Салтыков-Щедрин высмеивает и развенчивает как банальный сюжет «чужой ёлки», так и своего рассказчика, увидевшего в ребёнке «достаточную жертву для своих благотворительных затей». Истинное милосердие оборачивается здесь пустыми «благотворительными затеями», а сам ребёнок превращается в «жертву благотворительности». Отсюда и то чувство стыда, которое испытывает рассказчик после пережитого им инцидента: «Мне ужасно совестно перед самим собою, что я так дурно встретил великий праздник». Отсюда и заключающие очерк слова его молитвы, представляющие, как убедительно показал М.В. Строганов, реминисценции из стихотворения Пушкина «Отцы пустынники и жёны непорочны…» и молитвы Ефрема Сирина «Господи и Владыко живота моего» [413, 58-66]. Так ёлка, призванная на Рождество для того, чтобы люди не забывали закон любви и добра, милосердия и сострадания, через своеобразное разыгрывание сюжета «чужой ёлки» привела автора к осуждению своего собственного праздномыслия и к необходимости проникновения истинным, а не показным (или, скорее, здесь — самопоказным) милосердием и «деятельною, разумною любовью», которые только и дают право на проникновение «в сокровенные глубины… души».
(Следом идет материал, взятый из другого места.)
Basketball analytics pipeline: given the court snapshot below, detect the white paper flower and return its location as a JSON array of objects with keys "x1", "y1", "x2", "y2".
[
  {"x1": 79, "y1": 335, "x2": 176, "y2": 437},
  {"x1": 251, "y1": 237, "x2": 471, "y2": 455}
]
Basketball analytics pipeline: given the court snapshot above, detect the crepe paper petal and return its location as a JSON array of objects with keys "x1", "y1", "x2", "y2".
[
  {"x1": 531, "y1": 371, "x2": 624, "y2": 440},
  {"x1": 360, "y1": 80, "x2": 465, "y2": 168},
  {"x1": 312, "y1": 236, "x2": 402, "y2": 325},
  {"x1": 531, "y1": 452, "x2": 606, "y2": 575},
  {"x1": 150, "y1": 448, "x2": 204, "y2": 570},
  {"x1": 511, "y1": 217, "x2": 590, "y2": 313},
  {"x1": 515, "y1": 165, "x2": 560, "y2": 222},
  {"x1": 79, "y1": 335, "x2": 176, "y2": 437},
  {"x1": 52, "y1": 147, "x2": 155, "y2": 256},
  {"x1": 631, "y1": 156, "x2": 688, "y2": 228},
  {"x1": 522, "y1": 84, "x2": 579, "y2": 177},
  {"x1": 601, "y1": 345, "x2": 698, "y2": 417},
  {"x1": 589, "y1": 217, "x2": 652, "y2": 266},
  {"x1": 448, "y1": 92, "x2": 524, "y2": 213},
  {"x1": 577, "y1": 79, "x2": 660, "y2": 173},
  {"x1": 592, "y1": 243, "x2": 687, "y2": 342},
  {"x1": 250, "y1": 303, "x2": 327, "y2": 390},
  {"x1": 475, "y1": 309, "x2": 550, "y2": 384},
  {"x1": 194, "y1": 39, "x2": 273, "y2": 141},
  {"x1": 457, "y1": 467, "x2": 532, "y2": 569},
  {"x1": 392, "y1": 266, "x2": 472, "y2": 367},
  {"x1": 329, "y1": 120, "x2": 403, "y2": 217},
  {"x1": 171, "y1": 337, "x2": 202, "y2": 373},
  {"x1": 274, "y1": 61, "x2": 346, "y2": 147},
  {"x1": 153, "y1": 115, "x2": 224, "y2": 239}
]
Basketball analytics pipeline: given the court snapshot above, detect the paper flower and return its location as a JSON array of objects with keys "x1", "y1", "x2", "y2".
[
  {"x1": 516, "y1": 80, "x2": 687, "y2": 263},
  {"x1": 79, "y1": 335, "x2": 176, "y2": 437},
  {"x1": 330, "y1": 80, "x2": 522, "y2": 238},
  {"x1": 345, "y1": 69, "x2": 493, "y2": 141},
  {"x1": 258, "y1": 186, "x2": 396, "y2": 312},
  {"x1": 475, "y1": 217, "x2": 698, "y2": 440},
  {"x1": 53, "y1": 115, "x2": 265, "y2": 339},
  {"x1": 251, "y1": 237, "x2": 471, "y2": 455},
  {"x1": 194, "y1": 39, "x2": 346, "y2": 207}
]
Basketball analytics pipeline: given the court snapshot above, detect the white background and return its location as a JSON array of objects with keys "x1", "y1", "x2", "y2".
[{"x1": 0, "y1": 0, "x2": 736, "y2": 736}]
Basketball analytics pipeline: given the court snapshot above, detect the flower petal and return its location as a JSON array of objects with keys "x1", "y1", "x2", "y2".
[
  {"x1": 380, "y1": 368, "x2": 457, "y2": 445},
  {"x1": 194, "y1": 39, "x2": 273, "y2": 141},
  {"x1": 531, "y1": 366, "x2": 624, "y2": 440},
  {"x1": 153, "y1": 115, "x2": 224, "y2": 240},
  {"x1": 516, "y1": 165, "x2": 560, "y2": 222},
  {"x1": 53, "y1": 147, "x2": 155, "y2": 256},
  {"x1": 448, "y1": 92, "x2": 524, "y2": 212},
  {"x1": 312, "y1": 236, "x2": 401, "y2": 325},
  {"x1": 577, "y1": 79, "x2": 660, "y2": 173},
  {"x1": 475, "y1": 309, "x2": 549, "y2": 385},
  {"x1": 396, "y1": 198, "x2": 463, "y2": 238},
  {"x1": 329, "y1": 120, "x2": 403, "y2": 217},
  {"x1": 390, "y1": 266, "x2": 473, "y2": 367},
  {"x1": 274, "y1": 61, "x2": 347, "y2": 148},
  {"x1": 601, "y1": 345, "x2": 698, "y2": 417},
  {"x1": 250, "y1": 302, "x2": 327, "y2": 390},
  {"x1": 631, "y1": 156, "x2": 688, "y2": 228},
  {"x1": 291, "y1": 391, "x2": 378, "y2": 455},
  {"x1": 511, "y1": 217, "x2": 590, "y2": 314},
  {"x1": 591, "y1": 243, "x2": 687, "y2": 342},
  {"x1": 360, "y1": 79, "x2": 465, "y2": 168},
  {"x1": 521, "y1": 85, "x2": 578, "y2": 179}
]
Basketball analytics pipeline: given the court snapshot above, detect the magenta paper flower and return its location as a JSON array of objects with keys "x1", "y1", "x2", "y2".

Щедринский вариант сюжета намечен и в очерке Н.И. Мердер «Из жизни петербургских детей (Нищенки)». Здесь после описания роскошного детского праздника ёелки в богатом петербургском доме действие по контрасту переносится на чёрную лестницу, куда было выставлено ободранное на празднике дерево. Две маленькие петербургские нищенки захотели «ощипать» оставшееся на нём сусальное золото и спросили на это разрешения у кухонных работников. Разговор работников с девочками показывает, что дети уже вполне усвоили суровые законы петербургской жизни [378, 11-118].
Рассматривание бедным ребёнком елки в окне богатого дома, его смерть рождественской ночью в равнодушном и бесчеловечном городе, детские предсмертные видения ёлки у Христа или умерших родителей — все эти элементы со временем стали расхожими в «ёлочной» литературе, породив в конце концов пародии на этот сюжет, о котором Б В. Томашевский писал: «“А в небе блистали звёзды” или “Мороз крепчал” (это — шаблонная концовка святочного рассказа о замерзающем мальчике)» [429, 193].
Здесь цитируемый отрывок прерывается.